Demands on employees can be heavy. A long feature in The New York Times last August detailed Amazon's occasionally brutal work pace. The article prompted a memo to employees from Jeff Bezos, who encouraged them to read it, but also said "the article doesn't describe the Amazon I know or the caring Amazonians I work with every day." But the angry wife of a burned-out former Amazon manager then posted an open letter online, blasting Bezos.
There is also a local pejorative for hyper-aggressive Amazon employees: Am-hole. In South Lake Union, someone has gone around posting yellow Am-hole quizzes, with questions such as: "Think this neighbourhood started with your arrival? Can you barely resist snapping your fingers at service people in the area? Do you not realize that you are working for an updated version of Sears and Roebuck?"
Selipsky bristles at that kind of sniping. "A couple of things that I've seen written certainly don't resemble the company that I work at, and I wouldn't have stayed here for over 10 years if it did," he says tartly. "I had one colleague who said Amazon and AWS operate like many of the successful start-ups down in Silicon Valley. We have a big vision, broad ambitions, we work really hard, with a sense of passion, in order to build things the world has never seen before. Does that mean we work hard? Absolutely. People who do well here are people who have passion and want to work hard to achieve great things."
AWS essentially brought a successful e-commerce company's attention to customer experience to an industry—enterprise computing—that was infamously almost allergic to customer needs. It also brought Amazon's ambition and hard-driving work culture to a sector that was used to explaining why things couldn't get done.
Selipsky also has little time for the old-guard companies AWS has surpassed. They still don't publish their prices, which means that their customers have to negotiate their cloud-computing costs. That, too, is a legacy of the days when enterprise technology companies had a stranglehold on their clients, who were hopelessly enmeshed in their providers' systems. And as those systems got bigger and more elaborate, costs usually went up.
AWS publishes prices and usage rates on its website, though it may provide custom solutions priced differently to larger clients. And its guiding principle is the same as it is for all of Amazon's operations: low cost and enormous scale. "Every business at Amazon pretty much works that way," Selipsky says. "The amazingly high margins of technology companies have not been in the best interest of customers. This, at the end of the day, is the most powerful benefit of cloud computing—the ability to move faster and deliver more value, more quickly to your customers."

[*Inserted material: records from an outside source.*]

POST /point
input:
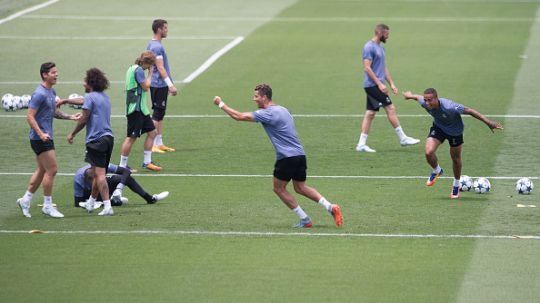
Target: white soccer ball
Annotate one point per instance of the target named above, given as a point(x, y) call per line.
point(17, 102)
point(7, 102)
point(524, 186)
point(482, 185)
point(25, 100)
point(465, 183)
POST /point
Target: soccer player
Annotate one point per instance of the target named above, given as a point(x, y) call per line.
point(161, 85)
point(82, 186)
point(96, 116)
point(41, 110)
point(375, 75)
point(138, 115)
point(447, 124)
point(290, 157)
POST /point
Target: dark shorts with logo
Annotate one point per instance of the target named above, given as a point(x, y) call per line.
point(291, 168)
point(437, 133)
point(159, 96)
point(375, 98)
point(98, 152)
point(139, 124)
point(39, 146)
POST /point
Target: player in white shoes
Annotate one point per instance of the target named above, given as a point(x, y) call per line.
point(119, 178)
point(375, 75)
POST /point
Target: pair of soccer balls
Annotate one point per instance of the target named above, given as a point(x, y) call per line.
point(524, 186)
point(11, 103)
point(480, 185)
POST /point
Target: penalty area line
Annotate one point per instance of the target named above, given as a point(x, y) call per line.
point(266, 234)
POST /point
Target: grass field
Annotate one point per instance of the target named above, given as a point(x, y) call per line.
point(223, 235)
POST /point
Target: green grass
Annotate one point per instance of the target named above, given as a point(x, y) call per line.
point(310, 54)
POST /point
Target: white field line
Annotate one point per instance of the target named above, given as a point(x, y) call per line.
point(213, 59)
point(201, 69)
point(314, 116)
point(287, 19)
point(267, 234)
point(113, 38)
point(269, 176)
point(26, 11)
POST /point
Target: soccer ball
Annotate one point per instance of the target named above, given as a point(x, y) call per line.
point(7, 102)
point(17, 102)
point(524, 186)
point(25, 100)
point(73, 96)
point(482, 185)
point(465, 183)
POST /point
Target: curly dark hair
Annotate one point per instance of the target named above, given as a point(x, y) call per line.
point(96, 79)
point(264, 90)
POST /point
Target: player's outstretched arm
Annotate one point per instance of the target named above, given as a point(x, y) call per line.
point(491, 124)
point(408, 95)
point(236, 115)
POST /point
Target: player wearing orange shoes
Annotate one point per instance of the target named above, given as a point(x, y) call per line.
point(290, 157)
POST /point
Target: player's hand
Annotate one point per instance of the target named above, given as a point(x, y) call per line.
point(495, 125)
point(44, 137)
point(70, 138)
point(76, 116)
point(172, 90)
point(394, 89)
point(383, 88)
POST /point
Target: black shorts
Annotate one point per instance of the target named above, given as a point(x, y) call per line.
point(139, 124)
point(159, 97)
point(375, 98)
point(437, 133)
point(38, 146)
point(98, 152)
point(291, 168)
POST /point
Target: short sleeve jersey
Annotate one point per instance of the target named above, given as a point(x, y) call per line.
point(279, 125)
point(43, 100)
point(157, 48)
point(447, 117)
point(375, 53)
point(99, 121)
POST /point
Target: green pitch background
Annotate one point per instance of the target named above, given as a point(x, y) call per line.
point(480, 53)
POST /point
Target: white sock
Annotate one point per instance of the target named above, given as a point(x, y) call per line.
point(47, 201)
point(158, 140)
point(324, 203)
point(27, 197)
point(123, 161)
point(400, 133)
point(147, 156)
point(363, 139)
point(300, 212)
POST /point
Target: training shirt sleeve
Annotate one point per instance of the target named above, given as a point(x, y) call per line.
point(262, 116)
point(36, 100)
point(367, 53)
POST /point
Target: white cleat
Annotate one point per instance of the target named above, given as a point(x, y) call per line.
point(106, 212)
point(409, 141)
point(364, 148)
point(97, 204)
point(160, 196)
point(90, 206)
point(52, 212)
point(25, 207)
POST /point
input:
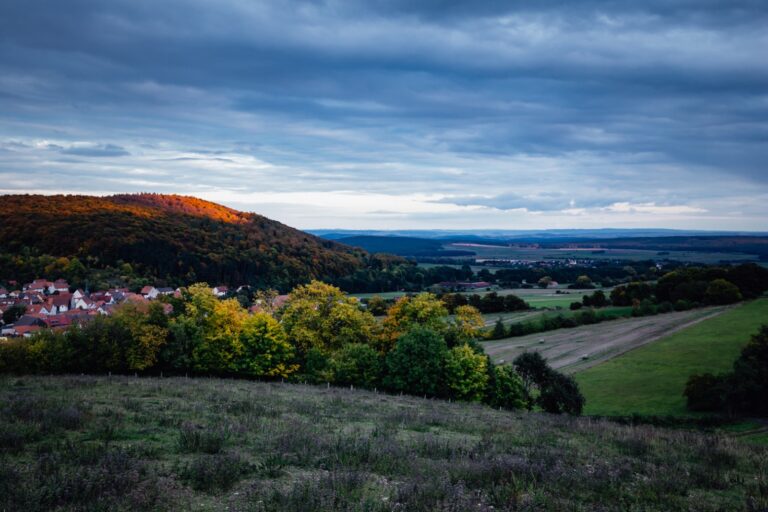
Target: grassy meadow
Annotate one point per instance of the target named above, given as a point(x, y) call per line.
point(121, 443)
point(650, 379)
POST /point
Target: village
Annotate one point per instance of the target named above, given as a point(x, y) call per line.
point(44, 304)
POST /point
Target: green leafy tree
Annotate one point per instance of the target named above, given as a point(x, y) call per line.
point(424, 309)
point(417, 363)
point(505, 388)
point(560, 394)
point(557, 393)
point(265, 351)
point(499, 331)
point(377, 306)
point(721, 291)
point(358, 365)
point(466, 373)
point(321, 316)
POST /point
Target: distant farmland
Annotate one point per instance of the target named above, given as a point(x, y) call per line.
point(596, 253)
point(576, 349)
point(650, 380)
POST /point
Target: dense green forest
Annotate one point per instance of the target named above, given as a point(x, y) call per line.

Those lower costs also flow through to consumers in all sorts of markets. Ever wonder why Netflix is so cheap compared with cable or satellite TV? It's an AWS client, and it now accounts for 36.5% of North American streaming traffic during peak periods. When NASA's Curiosity Rover began streaming images from Mars in 2012, it did so over AWS servers, which also powered NASA's mission control at the Jet Propulsion Laboratory in the California Institute of Technology in Pasadena. "We have the honour of supporting robots on the surface of Mars," says Selipsky.
How much bigger could AWS get? "We're really still at the beginning," he says.
Editor's note: Shopify and Amazon have made it seamless for Amazon Webstore clients to set up online stores with Shopify. An earlier version of this story incorrectly said the partnership was between Shopify and AWS (Amazon Web Services) clients.